Targeting steroid receptor co-activator 3 sensitizes myeloma cell to proteasome inhibitor treatment through NSD2-mediated phase separation and chromatin remodeling [RNA-Seq]

Functional crosstalk between histone modifications and chromatin remodeling has emerged as a key regulatory mode of transcriptional control during cell fate decisions, but the underlying mechanisms are not fully understood. Here we demonstrate that some drug resistant genes were activated during myeloma resistant to bortezomib. Mechanistically, NSD2 can interact with SRC-3, its SET domain is responsible to H3K36me2 to enhance the transcriptional activity of SRC-3 target gene.
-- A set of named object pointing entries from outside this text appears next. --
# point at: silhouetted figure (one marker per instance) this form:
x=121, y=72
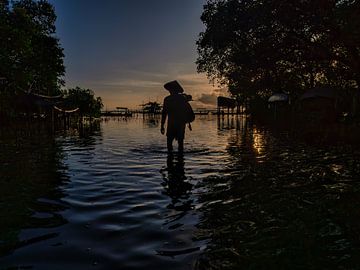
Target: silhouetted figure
x=179, y=112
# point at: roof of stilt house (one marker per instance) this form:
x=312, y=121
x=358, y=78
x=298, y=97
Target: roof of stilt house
x=29, y=99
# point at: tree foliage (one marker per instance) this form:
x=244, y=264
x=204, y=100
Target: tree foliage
x=258, y=47
x=85, y=100
x=30, y=54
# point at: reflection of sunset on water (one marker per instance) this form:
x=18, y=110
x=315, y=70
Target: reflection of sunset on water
x=258, y=142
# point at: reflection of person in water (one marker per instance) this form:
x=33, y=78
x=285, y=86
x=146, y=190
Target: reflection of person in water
x=175, y=185
x=177, y=109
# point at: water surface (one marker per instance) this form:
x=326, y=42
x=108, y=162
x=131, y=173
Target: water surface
x=241, y=197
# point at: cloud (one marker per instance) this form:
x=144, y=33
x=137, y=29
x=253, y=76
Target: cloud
x=207, y=99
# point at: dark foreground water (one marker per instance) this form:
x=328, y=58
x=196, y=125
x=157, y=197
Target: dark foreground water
x=241, y=197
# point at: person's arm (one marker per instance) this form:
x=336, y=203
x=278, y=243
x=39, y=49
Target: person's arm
x=163, y=117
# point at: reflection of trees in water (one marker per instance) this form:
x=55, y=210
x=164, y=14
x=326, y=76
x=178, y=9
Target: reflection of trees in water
x=30, y=176
x=297, y=208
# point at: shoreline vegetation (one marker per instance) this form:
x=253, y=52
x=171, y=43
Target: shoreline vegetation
x=32, y=68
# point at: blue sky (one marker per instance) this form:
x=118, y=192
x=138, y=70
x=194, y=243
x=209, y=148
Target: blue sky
x=125, y=50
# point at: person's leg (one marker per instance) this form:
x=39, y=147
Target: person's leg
x=169, y=143
x=181, y=145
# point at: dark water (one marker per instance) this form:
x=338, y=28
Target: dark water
x=241, y=197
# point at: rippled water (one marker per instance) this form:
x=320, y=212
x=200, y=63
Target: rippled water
x=241, y=197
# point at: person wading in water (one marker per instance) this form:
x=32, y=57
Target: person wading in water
x=179, y=112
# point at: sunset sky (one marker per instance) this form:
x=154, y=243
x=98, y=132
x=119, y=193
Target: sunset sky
x=125, y=50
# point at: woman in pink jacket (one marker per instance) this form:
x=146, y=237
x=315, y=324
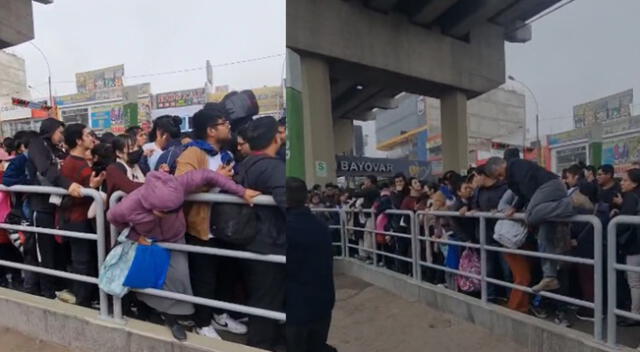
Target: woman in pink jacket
x=154, y=211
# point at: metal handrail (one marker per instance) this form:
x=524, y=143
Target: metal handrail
x=209, y=198
x=99, y=236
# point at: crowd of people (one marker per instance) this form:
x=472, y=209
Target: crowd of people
x=506, y=185
x=157, y=169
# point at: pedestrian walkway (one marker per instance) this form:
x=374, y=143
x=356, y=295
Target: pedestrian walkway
x=13, y=341
x=369, y=318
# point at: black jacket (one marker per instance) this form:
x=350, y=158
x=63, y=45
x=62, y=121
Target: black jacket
x=43, y=165
x=487, y=200
x=267, y=175
x=310, y=292
x=524, y=177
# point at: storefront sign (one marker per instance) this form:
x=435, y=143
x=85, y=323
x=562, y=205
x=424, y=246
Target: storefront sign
x=181, y=98
x=360, y=166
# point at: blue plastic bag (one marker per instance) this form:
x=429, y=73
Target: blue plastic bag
x=149, y=267
x=116, y=266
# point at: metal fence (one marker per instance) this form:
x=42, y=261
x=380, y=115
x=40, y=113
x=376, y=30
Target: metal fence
x=99, y=237
x=417, y=263
x=207, y=198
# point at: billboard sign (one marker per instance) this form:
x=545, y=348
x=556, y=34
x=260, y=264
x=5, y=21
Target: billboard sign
x=604, y=109
x=104, y=78
x=181, y=98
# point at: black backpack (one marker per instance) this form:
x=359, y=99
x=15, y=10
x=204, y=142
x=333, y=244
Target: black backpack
x=235, y=223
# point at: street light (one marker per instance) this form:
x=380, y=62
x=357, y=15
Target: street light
x=525, y=119
x=48, y=69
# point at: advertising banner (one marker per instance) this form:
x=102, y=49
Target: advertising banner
x=621, y=152
x=181, y=98
x=104, y=78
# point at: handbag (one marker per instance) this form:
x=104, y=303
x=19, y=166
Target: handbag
x=116, y=266
x=149, y=267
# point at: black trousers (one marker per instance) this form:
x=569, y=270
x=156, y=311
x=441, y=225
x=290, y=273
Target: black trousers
x=212, y=277
x=265, y=286
x=308, y=337
x=9, y=252
x=84, y=261
x=51, y=254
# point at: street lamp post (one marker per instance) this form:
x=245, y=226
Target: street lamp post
x=49, y=70
x=539, y=147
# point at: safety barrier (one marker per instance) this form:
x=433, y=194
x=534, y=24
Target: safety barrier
x=612, y=268
x=98, y=237
x=210, y=198
x=417, y=263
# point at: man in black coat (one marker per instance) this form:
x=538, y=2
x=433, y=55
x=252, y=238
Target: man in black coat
x=264, y=172
x=310, y=288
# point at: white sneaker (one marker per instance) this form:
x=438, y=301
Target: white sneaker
x=225, y=322
x=208, y=331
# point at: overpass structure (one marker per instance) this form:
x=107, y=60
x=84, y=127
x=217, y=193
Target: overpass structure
x=347, y=58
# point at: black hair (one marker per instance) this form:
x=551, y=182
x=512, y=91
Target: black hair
x=105, y=155
x=261, y=132
x=168, y=124
x=634, y=176
x=23, y=139
x=607, y=169
x=511, y=153
x=122, y=143
x=107, y=138
x=211, y=115
x=296, y=192
x=72, y=133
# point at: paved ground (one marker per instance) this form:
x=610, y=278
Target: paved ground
x=369, y=318
x=12, y=341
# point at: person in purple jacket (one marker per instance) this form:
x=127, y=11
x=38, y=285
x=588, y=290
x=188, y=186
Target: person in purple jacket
x=154, y=212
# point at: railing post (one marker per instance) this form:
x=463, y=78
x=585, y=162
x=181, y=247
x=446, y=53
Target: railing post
x=598, y=271
x=612, y=301
x=483, y=260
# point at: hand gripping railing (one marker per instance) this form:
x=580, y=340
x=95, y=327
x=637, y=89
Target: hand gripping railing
x=98, y=237
x=612, y=267
x=209, y=198
x=597, y=305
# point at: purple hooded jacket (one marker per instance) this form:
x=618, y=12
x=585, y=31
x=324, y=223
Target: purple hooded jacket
x=166, y=193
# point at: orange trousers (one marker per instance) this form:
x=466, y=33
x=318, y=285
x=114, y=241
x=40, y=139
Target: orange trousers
x=521, y=270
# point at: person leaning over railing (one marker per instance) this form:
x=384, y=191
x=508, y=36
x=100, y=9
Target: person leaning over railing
x=265, y=172
x=158, y=216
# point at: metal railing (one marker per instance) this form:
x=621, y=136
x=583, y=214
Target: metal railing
x=417, y=263
x=612, y=268
x=208, y=198
x=98, y=237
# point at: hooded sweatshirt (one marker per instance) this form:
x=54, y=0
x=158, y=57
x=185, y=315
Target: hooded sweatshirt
x=136, y=209
x=44, y=164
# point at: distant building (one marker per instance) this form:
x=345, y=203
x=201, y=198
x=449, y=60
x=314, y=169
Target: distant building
x=496, y=121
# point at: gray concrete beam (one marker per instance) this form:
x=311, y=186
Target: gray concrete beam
x=431, y=10
x=475, y=15
x=398, y=49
The inhibitor of SRC-3, SI-2, can impaired the interaction between NSD2 and SRC-3, caused the distribution of H3K36me2 changed on the genome-wide, and inhibit the transcription of those drug resistant genes. Overall design: For myeloma cell, LP-1, we established bortezomib-resistant cell line which IC50 to bortezomib have been augmented over 5 folds, and the anti-apoptotic capacity remarkably enhanced. In this condition, we treated the LP-1 wild-type cell and bortezomib-resistant cell with 25nM SI-2, and cells were harvested for gene expression profiling when SI-2 was treated for 24h. Two replicates were performed.